Auch die Wände mit den abblätternden Fayencen und dem wellenförmigen Stuck erinnern daran, dass Ästhetik und Industriearchitektur einmal eine Symbiose eingegangen sind. Endlich finden wir einen an der Wand hängenden Kalender, der uns genaue Auskunft darüber gibt, wann Arbeiter oder Angestellte aufgehört haben, ihn weiter zu blättern. Das muss im Winter 1976 gewesen sein, da er ein Dorf mit Häusern zeigt, auf dessen Dächern sich meterhoher Schnee türmt. Eine Übernahme dürfte nach der Stilllegung nicht stattgefunden haben, davon zeugt das hinterlassene Chaos.
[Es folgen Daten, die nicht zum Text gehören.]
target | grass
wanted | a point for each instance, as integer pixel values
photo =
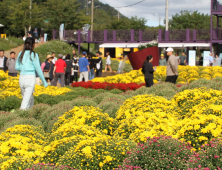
(59, 47)
(10, 42)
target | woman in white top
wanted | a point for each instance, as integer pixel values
(108, 62)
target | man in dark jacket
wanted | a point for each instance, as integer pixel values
(11, 65)
(3, 61)
(99, 64)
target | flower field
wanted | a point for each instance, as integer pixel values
(182, 132)
(10, 87)
(187, 74)
(162, 127)
(108, 86)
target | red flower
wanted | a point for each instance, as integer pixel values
(108, 86)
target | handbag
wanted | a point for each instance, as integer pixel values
(46, 72)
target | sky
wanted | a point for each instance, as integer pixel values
(152, 10)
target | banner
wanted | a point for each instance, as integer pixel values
(61, 32)
(220, 56)
(206, 61)
(192, 58)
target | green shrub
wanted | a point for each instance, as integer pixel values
(84, 101)
(21, 121)
(59, 47)
(164, 152)
(111, 105)
(37, 110)
(6, 117)
(11, 103)
(115, 91)
(50, 115)
(9, 43)
(99, 97)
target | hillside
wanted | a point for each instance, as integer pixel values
(105, 7)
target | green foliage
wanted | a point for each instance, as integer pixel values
(190, 20)
(10, 42)
(128, 23)
(141, 47)
(65, 11)
(51, 115)
(21, 15)
(115, 66)
(59, 47)
(165, 152)
(84, 101)
(6, 117)
(21, 121)
(10, 103)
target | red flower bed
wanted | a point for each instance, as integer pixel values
(107, 86)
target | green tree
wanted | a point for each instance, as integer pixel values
(127, 24)
(22, 16)
(190, 20)
(65, 11)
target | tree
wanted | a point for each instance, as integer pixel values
(65, 11)
(22, 16)
(127, 24)
(190, 20)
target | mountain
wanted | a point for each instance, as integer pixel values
(112, 12)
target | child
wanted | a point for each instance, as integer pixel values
(162, 61)
(75, 71)
(147, 70)
(120, 65)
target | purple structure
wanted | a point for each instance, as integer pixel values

Über Federn und Taubendreck watend finden wir Waschbecken und als Ware verpackte Lampenschirme; Klomuscheln, die aus der gewählten Perspektive wie kleine Elefanten mit Rüssel aussehen; bunte Festnetztelefone, Karteikästen, eine an die Wand genagelte Puppe, ein Wandkalender mit der Überschrift „Lebensmüde“: Artefakte, die vom bitteren Humor der hier einmal angestellten Arbeiter und Angestellten zeugen. Es riecht nach Moder und Schimmel.
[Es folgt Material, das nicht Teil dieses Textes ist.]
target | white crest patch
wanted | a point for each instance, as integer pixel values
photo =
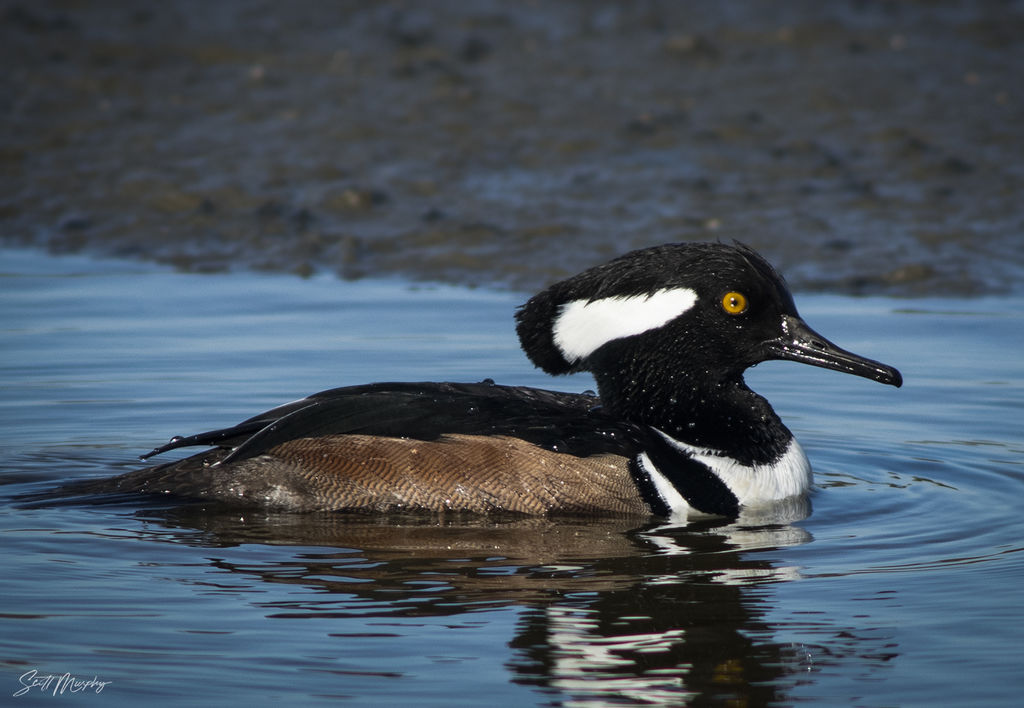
(584, 326)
Wir gehen die gusseiserne und mit Taubendreck zugemüllte Wendeltreppe hinauf und uns erschließen sich immer neue Räume. Ein auf den Kopf gestelltes Türherz lehnt neben einer Werkbank und mitten im Taubendreck ein verschimmelter Koffer. Und noch einer, aufgeklappt neben einer Bank, darauf eine abgestellte Blechtasse: Das ganze Ensemble wirkt auf mich wie ein Bühnenbild vom Warten auf Godot.
Auf einer anderen Wand mit roten Schlieren hängt eine schwere Kette, was mich sofort an Folter denken lässt. Jetzt lege ich meine Fantasie an die Kette, damit ich die Schreie des Opfers nicht auch noch hören muss. Auf dem Dachboden ist es gleich um viele Grade wärmer und richtig schwül. Was hat die meterhohe Abbildung eines Turmes hier verloren? Wieder Karteikästen, in denen fein säuberlich die hier hergestellten Produkte aufgelistet sind: Bleirohre, Bleibleche, Bleiarmaturen, Bleifolien, Verbleiungen, Zinnrohre, Lötzinn, Plomben, Bleifarbe “Subox” und endlich ein Schild: Bleiwaren- und Kunststofffabrik

Wie sich dann über Internetrecherchen herausstellt, wurde das Unternehmen tatsächlich 1851 begründet, sah Auf- und Abschwung und etliche Besitzer, von denen der letzte auf Grund von Absatzschwierigkeiten nach Umstellung der Produktion auf Kunststoffe den Konkurs anmelden musste.